We advise students to begin PIER in their third year upon completion of core economics course requirements. The following items should be combined into a single PDF document and submitted to

  • Student’s CV.
  • Half-page abstract of proposed thesis work.
  • Up to one-page statement of student’s interest in interdisciplinary environmental research including career goals.
  • Nomination letter from adviser acknowledging student’s academic ability and interdisciplinary environmental interest. The letter must include a commitment for summer stipend support.

Admission to the Specialization

Students are admitted into the economics doctoral program.

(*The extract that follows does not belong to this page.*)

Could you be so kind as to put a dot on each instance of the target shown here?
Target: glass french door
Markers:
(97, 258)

Admission to PIER is a competitive process with 6–8 students granted admission each year from across ten participating UC San Diego departments. Selected applicants will have the opportunity to enroll in the specialization.

PIER Fellowships

When funding is available, all applicants will be considered for one year of PIER Fellowship support.

Specialization in Computational Social Science

Computational Social Science (CSS) integrates large-scale data analysis with formal, causal models from social science domains, to not only improve predictions, but also guide extrapolation and intervention beyond existing data. Students pursuing the specialization will find a clear path to accessing training in computational social science, a formal mechanism for recognizing their efforts, and access to a broad network of relevant scholars.


The graduate specialization in computational social science is only available to students currently enrolled in a PhD program at UC San Diego in the following School of Social Sciences departments: anthropology, communication, cognitive science, economics, education studies, ethnic studies, linguistics, political science, psychology, and sociology. Doctoral students in these departments may apply for the specialization through the CSS administration, housed in the Department of Psychology, with the endorsement of the student’s primary research adviser and department chair. Students are eligible to join the CSS specialization at any time pre-candidacy; post-candidacy requests are reviewed on a case-by-case basis and may require additional justification relating to time to degree.


In addition to the PhD requirements of their home department, admitted students are required to complete the following requirements:

  • Three quarters of CSS 209. Computational Social Science Research Seminar.
  • Three courses from a list of electives, at least one of which must not count toward the home department PhD requirements, with at least one of these electives drawn from the subset of “advanced data” courses.
  • Appointment to the dissertation committee of at least one CSS affiliated faculty member not affiliated with the student’s home department.
  • Satisfactory completion of a dissertation including a technical and/or computational social science component.